Узкие плотные ленты уже были продеты в петли, поэтому Демиану оставалось только подтягивать шнуровку — длительный, кропотливый процесс, при каждом подтягивании сопровождающийся усилением легкой давящей боли. При первом таком утягивании она с негромким шипением втянула сквозь сжатые зубы воздух.

Тотчас же пришлось взять себя в руки: Демиан из-за её реакции чуть помедлил перед следующим утягиванием, а ей хотелось бы разделаться с этим поскорее.

Поэтому только продолжала сжимать зубы, претерпевая дискомфорт, а в какой-то момент вовсе сомкнула пальцы на спинке стула, чтобы обрести какую-никакую опору, молясь, только бы не проломить невольно древесину — её сверхъестественная сила была на то способна.

Демиан тем временем управлялся чрезвычайно умело, и Аннабель против воли задалась вопросом, как часто ему доводилось это делать. Скольких девушек он мог одевать. И соответственно — раздевать.

Эти мысли были чужеродны, будто не её вовсе, и она отогнала их подальше. Ей неинтересно нисколько.

Интересно скорее, почему он не мог расправиться со шнуровкой в считанные секунды благодаря демонической скорости движений… как будто нарочно. Растягивал длительность малоприятного процесса.
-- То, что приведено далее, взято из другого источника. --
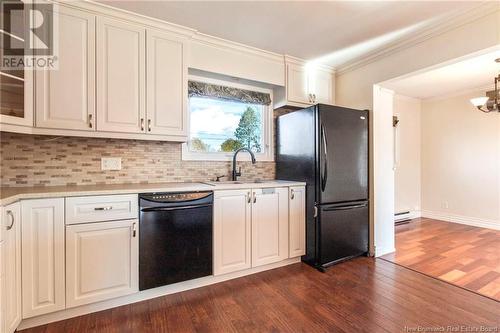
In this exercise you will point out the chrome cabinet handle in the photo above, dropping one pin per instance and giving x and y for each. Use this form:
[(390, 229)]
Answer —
[(104, 208), (9, 213)]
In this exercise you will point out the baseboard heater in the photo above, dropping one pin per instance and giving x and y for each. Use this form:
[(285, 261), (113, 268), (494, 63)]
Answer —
[(402, 218)]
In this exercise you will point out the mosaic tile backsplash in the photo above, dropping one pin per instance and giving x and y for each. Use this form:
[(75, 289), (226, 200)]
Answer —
[(28, 160)]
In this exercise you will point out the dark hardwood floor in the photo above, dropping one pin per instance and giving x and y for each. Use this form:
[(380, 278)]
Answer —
[(460, 254), (361, 295)]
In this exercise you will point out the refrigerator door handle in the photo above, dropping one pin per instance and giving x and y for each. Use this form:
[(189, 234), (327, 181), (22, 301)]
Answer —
[(324, 177), (345, 207)]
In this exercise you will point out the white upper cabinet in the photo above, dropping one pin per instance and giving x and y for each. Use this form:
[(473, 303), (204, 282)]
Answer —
[(306, 84), (296, 84), (297, 221), (166, 84), (121, 79), (232, 231), (101, 261), (16, 86), (42, 234), (65, 98), (321, 86), (11, 261), (269, 226)]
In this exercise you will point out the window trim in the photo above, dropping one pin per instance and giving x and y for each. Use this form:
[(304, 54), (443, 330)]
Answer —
[(268, 128)]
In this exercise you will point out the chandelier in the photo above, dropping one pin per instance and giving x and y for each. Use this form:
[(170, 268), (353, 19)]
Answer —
[(490, 102)]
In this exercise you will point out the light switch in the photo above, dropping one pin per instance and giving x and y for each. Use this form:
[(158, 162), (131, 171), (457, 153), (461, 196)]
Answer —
[(111, 163)]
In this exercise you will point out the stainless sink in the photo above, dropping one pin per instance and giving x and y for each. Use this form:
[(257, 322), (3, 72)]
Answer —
[(235, 182)]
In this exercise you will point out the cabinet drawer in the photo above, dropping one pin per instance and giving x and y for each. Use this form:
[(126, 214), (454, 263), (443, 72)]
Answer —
[(101, 208)]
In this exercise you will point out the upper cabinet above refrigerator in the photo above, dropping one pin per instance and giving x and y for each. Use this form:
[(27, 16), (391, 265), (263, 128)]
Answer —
[(306, 84), (16, 84)]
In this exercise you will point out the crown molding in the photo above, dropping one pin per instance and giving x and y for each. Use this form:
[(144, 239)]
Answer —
[(482, 88), (227, 44), (444, 24)]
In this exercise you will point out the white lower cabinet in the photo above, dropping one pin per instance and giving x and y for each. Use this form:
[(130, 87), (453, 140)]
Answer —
[(251, 228), (101, 261), (297, 221), (43, 278), (269, 226), (11, 261), (232, 227)]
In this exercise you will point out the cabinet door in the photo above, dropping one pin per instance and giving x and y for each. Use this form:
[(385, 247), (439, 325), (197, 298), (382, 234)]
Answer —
[(296, 84), (65, 98), (232, 231), (42, 247), (321, 86), (269, 226), (297, 222), (16, 86), (120, 76), (101, 261), (167, 84), (12, 266)]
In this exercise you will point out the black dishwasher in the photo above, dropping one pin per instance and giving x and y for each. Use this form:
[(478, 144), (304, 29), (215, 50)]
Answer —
[(175, 237)]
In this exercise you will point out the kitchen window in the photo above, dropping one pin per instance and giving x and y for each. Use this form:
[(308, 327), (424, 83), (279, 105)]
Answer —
[(225, 116)]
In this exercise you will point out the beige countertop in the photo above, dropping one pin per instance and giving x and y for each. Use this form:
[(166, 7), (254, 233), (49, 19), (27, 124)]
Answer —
[(12, 194)]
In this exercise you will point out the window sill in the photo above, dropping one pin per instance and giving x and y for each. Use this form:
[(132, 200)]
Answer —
[(221, 157)]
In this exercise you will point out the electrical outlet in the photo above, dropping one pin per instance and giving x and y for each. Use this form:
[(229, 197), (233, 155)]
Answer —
[(111, 163)]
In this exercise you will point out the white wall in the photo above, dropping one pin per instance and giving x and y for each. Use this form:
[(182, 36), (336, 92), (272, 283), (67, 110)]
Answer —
[(460, 161), (355, 89), (383, 174), (407, 180)]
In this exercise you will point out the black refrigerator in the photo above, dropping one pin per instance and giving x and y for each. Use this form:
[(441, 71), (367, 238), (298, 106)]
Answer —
[(327, 147)]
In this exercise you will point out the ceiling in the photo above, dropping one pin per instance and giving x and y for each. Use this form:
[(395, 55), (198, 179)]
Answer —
[(333, 32), (476, 72)]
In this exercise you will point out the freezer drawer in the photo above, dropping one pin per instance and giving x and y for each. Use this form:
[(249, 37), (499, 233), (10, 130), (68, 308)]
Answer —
[(343, 231)]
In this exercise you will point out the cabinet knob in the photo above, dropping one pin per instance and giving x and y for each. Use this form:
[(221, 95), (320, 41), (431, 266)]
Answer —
[(12, 220)]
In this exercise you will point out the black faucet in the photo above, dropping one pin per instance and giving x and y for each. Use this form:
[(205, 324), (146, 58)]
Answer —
[(235, 173)]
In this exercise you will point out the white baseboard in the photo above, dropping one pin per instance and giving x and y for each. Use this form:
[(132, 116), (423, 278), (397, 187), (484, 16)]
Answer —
[(410, 216), (472, 221), (381, 251), (145, 295)]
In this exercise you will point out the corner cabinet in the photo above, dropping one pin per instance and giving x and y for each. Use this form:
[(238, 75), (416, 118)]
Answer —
[(121, 76), (11, 270), (43, 275), (65, 98), (101, 261), (166, 83)]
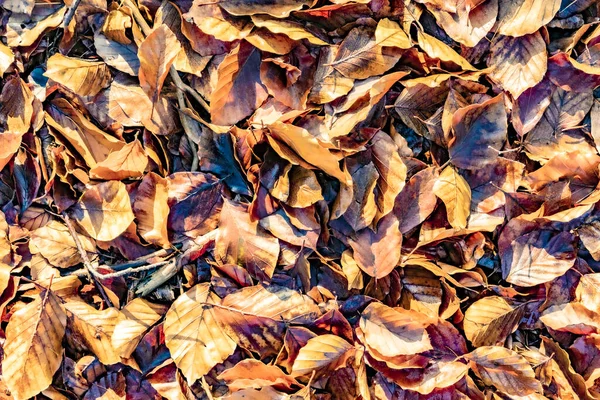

Или это наоборот было бы больнее в разы?

— Ты мог сказать, если тебе нравится мода шестидесятых, — сообщила она, уставшая от этого тянущего молчания. — Я бы, возможно, надела однажды и прежде.

— И чувствовала бы себя куклой для ублажения чужого взора. Зачем? Я собирал наряды разных лет, чтобы ты носила только то, что нравится тебе.

Только во снах. Во снах он контролировал её вид, но даже за это в тот далекий первый раз попросил прощения. В своей привычной несерьезной манере, однако же. Попросил.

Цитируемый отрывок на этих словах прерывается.